= Pilgrim (automobile) =

Defunct American motor vehicle manufacturer

Two brass era companies used the Pilgrim marque for their automobiles between 1913 and 1918.

== Pilgrim - 1913–1914, New Albany, Indiana ==
Ferdinand Kahler was the owner of the New Albany Woodworking and Furniture Company which had produced bodies for the Jonz automobile, and when the Jonz New Albany, Indiana factory closed, Kahler was stuck with a stockpile of bodies. To protect his investment, Kahler bought the Jonz equipment and moved into its factory. He organized the Ohio Falls Motor Car Company, and selected Pilgrim as the name for his car. He secured 44-50-hp four-cylinder engines from Continental, which he mounted in a 120-inch wheelbase chassis, and used his Jonz contracted bodies. He advertised "A $2,250 car for $1.800”, and "Buy your automobile direct from our factory”. Very few did.

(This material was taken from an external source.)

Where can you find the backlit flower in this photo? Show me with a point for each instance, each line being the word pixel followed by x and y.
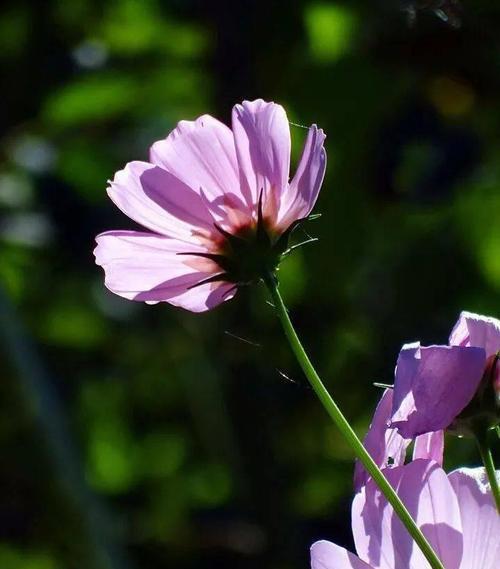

After selling cars in 1913 and 1914, the Ohio Falls Motor Car Company went into receivership. Kahler sold out to the Crown Motor Car Company of Louisville, Kentucky which moved into the factory in 1914 and reorganized as Hercules.

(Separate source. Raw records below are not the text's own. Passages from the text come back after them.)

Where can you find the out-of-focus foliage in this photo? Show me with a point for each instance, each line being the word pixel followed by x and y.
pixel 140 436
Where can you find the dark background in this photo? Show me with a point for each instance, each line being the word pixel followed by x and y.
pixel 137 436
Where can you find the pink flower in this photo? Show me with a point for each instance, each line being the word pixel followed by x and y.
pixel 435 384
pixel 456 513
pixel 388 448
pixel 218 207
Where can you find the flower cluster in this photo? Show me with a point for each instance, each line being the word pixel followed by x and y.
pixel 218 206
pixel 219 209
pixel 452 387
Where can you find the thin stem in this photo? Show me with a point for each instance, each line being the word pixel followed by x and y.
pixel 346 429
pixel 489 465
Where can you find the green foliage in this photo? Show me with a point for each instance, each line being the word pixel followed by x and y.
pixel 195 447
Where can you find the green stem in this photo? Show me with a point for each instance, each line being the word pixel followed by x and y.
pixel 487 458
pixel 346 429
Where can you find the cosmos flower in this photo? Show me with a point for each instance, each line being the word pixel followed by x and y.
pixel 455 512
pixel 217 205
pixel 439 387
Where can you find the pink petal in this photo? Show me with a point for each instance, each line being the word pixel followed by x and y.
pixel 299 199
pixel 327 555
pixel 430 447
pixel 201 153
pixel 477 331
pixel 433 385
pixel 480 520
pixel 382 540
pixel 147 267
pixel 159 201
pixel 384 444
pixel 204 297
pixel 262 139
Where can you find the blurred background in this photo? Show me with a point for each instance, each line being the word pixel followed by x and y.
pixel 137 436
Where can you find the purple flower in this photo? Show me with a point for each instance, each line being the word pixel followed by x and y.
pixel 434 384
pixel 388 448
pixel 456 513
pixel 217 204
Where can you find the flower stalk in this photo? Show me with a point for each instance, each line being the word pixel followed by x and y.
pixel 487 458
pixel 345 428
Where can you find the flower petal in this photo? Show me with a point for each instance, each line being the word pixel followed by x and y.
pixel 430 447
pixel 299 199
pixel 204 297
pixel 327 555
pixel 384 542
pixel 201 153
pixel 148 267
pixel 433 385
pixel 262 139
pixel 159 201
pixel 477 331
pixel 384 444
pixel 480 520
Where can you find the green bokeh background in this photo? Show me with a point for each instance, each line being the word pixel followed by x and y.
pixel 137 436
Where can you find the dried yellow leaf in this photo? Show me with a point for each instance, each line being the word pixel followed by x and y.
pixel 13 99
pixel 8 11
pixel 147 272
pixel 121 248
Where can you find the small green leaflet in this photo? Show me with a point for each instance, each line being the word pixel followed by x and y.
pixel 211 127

== Pilgrim - 1915–1918, Detroit, Michigan ==
William Radford an engineer who had worked for Oldsmobile and Hudson, had previously tried the automobile business with the Oxford and Fostoria automobiles. The Pilgrim was an automobile built in Detroit, Michigan, by the Pilgrim Motor Car Company in 1915. The Pilgrim was known as a light car that weighed 1450 lb. They produced a five-seat touring car, powered by a 2.3-liter, four-cylinder engine that was water-cooled and priced at $685 to $835. C. H. Leete, the company president, was arrested for fraud and William Radford departed the company. Attempts to reorganize the company were only partly successful and very few cars were built before it ceased operations in 1918.